U.S. prosecutors have urged a federal judge to sentence Sam Bankman-Fried, the founder and former CEO of FTX, to a substantial prison term of 40-50 years following his conviction on several charges of fraud and conspiracy related to the collapse of FTX, previously among the world’s leading cryptocurrency exchanges. This recommendation comes in light of Bankman-Fried’s actions, including misleading investors, fabricating documents, and injecting millions in illegal political donations, as detailed by the Department of Justice’s Southern District of New York. Emphasizing the severity of his offenses, prosecutors argue that such a sentence would not only be commensurate with the magnitude of the fraud—impacting thousands of victims—but also serve as a deterrent to others contemplating similar financial misdeeds.

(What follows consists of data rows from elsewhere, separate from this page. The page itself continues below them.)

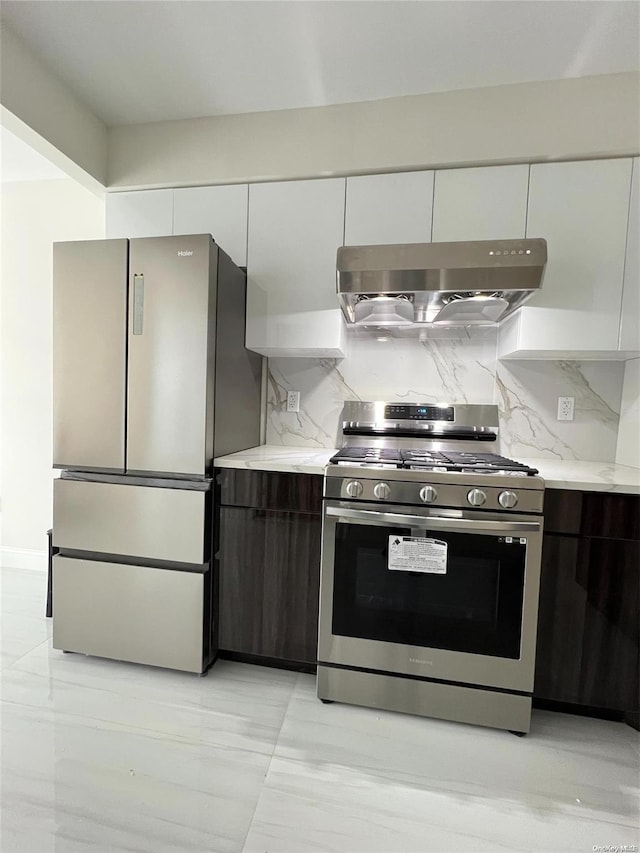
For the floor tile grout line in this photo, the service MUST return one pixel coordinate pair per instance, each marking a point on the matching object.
(273, 751)
(26, 654)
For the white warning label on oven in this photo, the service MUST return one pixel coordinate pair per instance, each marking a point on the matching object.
(417, 554)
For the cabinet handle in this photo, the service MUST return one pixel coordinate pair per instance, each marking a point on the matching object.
(138, 303)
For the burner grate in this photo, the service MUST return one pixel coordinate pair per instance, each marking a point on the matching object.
(370, 455)
(432, 460)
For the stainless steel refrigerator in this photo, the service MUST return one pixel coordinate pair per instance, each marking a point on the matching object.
(151, 379)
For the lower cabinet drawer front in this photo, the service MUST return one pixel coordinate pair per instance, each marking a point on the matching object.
(136, 521)
(131, 613)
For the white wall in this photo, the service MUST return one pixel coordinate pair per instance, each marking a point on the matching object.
(33, 216)
(526, 122)
(628, 450)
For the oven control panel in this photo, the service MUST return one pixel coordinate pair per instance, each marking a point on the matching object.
(399, 411)
(442, 491)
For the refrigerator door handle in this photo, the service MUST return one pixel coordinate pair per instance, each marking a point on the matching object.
(138, 303)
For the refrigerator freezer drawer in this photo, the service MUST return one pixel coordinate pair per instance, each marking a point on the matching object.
(135, 521)
(131, 613)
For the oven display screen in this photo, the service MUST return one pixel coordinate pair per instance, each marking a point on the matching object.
(419, 413)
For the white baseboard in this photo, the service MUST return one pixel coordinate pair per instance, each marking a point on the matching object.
(23, 558)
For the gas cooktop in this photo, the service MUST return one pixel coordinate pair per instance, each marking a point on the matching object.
(423, 459)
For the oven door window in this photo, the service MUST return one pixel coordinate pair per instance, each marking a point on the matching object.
(474, 606)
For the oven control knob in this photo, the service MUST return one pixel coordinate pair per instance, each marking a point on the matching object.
(353, 489)
(507, 499)
(381, 491)
(476, 497)
(428, 494)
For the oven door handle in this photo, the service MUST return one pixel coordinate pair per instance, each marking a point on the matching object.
(385, 519)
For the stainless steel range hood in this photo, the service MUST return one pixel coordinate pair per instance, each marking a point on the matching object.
(456, 284)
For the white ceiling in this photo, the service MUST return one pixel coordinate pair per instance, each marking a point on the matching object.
(19, 161)
(142, 61)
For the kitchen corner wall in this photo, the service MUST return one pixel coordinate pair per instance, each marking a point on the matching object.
(452, 366)
(34, 214)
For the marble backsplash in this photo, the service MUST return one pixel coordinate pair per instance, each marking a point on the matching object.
(456, 366)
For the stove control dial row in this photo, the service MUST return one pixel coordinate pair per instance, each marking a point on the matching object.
(507, 499)
(428, 494)
(476, 497)
(381, 491)
(353, 489)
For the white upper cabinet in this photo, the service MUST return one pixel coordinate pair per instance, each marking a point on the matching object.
(487, 203)
(148, 213)
(295, 230)
(219, 211)
(630, 322)
(389, 209)
(581, 209)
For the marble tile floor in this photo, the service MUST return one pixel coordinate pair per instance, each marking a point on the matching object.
(103, 756)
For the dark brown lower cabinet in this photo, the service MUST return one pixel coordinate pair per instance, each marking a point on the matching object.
(268, 557)
(589, 613)
(269, 564)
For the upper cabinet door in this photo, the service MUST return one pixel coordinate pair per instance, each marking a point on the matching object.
(171, 297)
(295, 230)
(148, 213)
(629, 329)
(389, 209)
(89, 352)
(488, 203)
(219, 211)
(581, 209)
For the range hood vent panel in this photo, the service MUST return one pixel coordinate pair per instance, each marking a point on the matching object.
(431, 273)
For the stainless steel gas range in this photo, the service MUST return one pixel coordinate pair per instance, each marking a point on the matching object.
(430, 575)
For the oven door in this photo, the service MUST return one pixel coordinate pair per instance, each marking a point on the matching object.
(443, 594)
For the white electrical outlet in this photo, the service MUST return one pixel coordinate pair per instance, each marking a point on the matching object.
(565, 408)
(293, 401)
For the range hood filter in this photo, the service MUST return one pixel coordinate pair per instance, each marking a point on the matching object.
(384, 311)
(465, 283)
(472, 310)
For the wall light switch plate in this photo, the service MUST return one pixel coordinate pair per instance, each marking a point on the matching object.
(565, 408)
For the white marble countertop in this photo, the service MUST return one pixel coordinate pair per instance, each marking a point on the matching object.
(557, 473)
(273, 457)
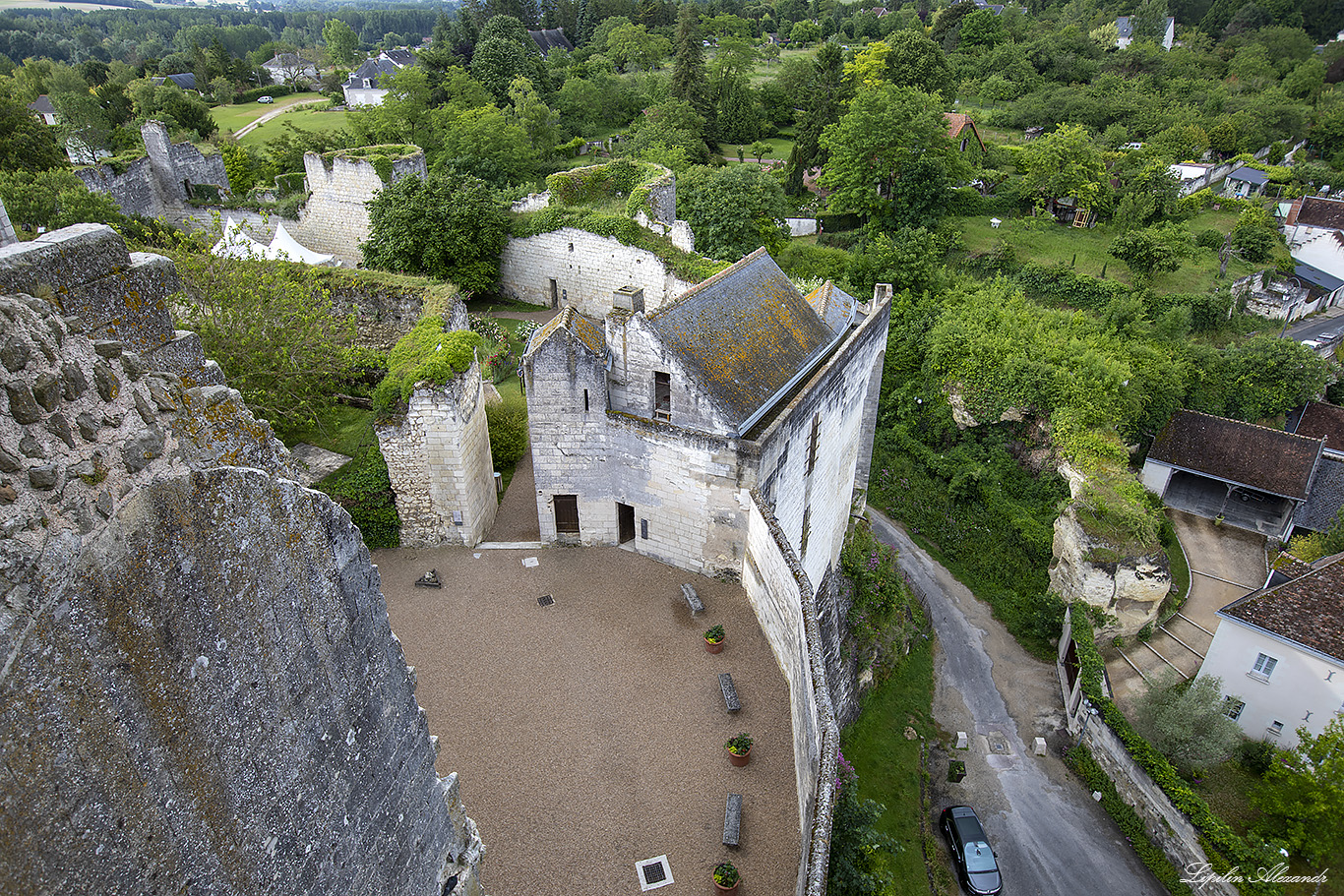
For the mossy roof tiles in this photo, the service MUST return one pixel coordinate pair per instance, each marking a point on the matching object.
(742, 333)
(1259, 457)
(1308, 610)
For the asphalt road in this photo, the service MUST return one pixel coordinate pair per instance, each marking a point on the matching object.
(1051, 838)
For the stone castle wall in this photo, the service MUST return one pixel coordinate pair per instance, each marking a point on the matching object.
(335, 219)
(576, 268)
(199, 689)
(156, 184)
(438, 459)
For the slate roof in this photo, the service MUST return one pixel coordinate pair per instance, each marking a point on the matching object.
(549, 39)
(1317, 211)
(832, 305)
(373, 69)
(1326, 498)
(1249, 175)
(1322, 421)
(744, 333)
(1259, 457)
(1308, 610)
(577, 326)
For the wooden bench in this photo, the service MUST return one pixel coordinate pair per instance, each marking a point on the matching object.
(733, 819)
(730, 693)
(693, 599)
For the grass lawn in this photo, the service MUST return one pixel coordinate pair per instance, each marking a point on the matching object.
(1087, 250)
(304, 118)
(233, 117)
(888, 764)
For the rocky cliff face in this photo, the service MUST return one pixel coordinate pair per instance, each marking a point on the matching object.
(1130, 588)
(199, 687)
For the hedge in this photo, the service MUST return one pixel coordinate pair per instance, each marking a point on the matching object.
(1223, 847)
(686, 265)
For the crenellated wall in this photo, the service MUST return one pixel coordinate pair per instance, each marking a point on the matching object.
(199, 687)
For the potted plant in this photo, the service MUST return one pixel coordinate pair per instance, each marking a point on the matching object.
(739, 748)
(726, 877)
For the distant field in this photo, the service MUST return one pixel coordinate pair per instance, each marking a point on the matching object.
(235, 117)
(301, 118)
(1087, 252)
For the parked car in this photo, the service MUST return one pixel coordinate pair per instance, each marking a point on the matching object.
(970, 852)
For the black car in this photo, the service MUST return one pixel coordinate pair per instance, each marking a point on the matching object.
(970, 852)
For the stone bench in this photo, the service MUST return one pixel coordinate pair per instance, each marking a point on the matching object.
(730, 693)
(733, 819)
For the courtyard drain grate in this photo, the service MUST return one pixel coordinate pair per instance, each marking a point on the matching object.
(653, 873)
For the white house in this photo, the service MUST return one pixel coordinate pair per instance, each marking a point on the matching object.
(1126, 26)
(1280, 652)
(364, 87)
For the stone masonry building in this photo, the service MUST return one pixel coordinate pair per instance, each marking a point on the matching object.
(199, 687)
(649, 429)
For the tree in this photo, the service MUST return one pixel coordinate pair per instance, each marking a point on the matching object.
(272, 329)
(733, 209)
(1066, 162)
(1186, 722)
(26, 144)
(889, 157)
(448, 226)
(1153, 250)
(341, 40)
(1303, 796)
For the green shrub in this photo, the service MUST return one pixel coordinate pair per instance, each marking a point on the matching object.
(426, 353)
(509, 432)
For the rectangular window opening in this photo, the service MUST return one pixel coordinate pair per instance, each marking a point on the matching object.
(566, 513)
(1263, 667)
(661, 396)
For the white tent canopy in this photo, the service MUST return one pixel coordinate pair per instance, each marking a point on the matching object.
(235, 243)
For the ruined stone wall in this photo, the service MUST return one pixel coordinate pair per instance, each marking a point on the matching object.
(584, 269)
(810, 481)
(335, 219)
(199, 689)
(156, 184)
(786, 610)
(438, 459)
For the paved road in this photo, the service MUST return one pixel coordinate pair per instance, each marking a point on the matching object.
(1051, 838)
(278, 110)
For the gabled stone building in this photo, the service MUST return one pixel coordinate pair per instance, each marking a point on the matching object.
(652, 430)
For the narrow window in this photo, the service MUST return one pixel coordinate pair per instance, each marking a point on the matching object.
(661, 396)
(568, 513)
(812, 443)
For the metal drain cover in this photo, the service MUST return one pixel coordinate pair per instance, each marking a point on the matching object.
(653, 873)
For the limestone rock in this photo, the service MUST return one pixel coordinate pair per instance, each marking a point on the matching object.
(1130, 588)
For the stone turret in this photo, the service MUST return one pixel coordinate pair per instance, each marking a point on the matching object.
(201, 690)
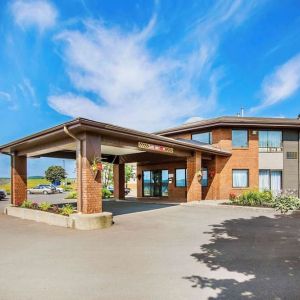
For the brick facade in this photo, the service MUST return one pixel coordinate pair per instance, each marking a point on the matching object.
(19, 179)
(194, 192)
(90, 199)
(119, 181)
(174, 193)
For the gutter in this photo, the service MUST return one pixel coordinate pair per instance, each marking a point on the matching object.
(79, 167)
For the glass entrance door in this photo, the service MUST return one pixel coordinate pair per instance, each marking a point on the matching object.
(155, 183)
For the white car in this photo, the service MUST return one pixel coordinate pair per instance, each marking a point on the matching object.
(58, 189)
(42, 189)
(2, 194)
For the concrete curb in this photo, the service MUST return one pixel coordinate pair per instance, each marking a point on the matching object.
(76, 221)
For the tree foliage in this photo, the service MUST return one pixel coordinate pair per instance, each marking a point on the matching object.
(55, 173)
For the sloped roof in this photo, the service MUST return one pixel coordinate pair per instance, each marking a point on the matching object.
(233, 121)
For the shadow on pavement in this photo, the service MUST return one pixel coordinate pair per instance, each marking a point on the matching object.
(123, 207)
(267, 249)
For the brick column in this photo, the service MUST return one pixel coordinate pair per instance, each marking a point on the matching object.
(18, 179)
(119, 181)
(194, 191)
(89, 182)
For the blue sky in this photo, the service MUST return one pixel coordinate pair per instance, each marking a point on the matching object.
(144, 64)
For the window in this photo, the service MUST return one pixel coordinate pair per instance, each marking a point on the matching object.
(180, 177)
(270, 141)
(204, 137)
(270, 180)
(204, 180)
(291, 155)
(240, 138)
(155, 183)
(240, 178)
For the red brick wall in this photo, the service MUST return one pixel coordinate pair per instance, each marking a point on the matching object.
(175, 193)
(220, 186)
(119, 181)
(19, 179)
(193, 182)
(91, 196)
(240, 159)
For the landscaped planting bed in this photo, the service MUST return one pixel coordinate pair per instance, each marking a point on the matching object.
(64, 216)
(283, 202)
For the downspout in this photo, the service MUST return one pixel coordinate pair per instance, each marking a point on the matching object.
(11, 176)
(79, 166)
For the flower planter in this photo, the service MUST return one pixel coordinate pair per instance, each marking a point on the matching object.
(76, 221)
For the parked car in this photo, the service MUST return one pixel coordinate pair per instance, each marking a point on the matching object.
(111, 189)
(2, 194)
(58, 189)
(42, 189)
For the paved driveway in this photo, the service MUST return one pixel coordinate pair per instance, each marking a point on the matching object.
(170, 252)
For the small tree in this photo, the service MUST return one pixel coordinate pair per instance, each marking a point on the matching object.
(55, 173)
(107, 174)
(129, 173)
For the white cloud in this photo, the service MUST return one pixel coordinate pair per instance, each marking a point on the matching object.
(39, 13)
(283, 83)
(7, 98)
(28, 92)
(132, 87)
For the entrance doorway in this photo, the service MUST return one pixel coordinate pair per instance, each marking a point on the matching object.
(155, 183)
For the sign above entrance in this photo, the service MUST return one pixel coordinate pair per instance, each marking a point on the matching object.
(152, 147)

In addition to the proposed prison sentence, prosecutors are seeking over $11 billion in penalties and forfeitures from Bankman-Fried, describing this figure as conservative given the scope of the fraud. The case against him includes allegations of the largest campaign finance offense in U.S. history, with prosecutors highlighting the extensive political contributions made by Bankman-Fried and other FTX executives, now subject to clawback efforts. Comparison is drawn to previous high-profile fraud cases, such as Bernie Madoff’s, to underline the proposed sentence’s appropriateness.
Bankman-Fried’s conviction, resulting from a month-long trial, spans seven counts of fraud and conspiracy, showcasing his leadership role in the operations and downfall of both FTX and Alameda Research. Despite his defense team’s recommendation for a mere six-year sentence, prosecutors have criticized this as grossly insufficient, stressing that Bankman-Fried’s actions have hindered rather than helped the recovery efforts for FTX creditors.
The prosecution’s filing paints a picture of Bankman-Fried as fully aware of his unlawful activities, emboldened by a sense of being above the law. This narrative is supported by evidence and testimony from key figures within his inner circle, implicating him in acts ranging from bribery of foreign officials to unauthorized financial maneuvers involving Alameda Research. As his sentencing approaches on March 28, the contrasting stances of the prosecution and defense underscore the case’s complexity and the broader implications for accountability in the cryptocurrency sector.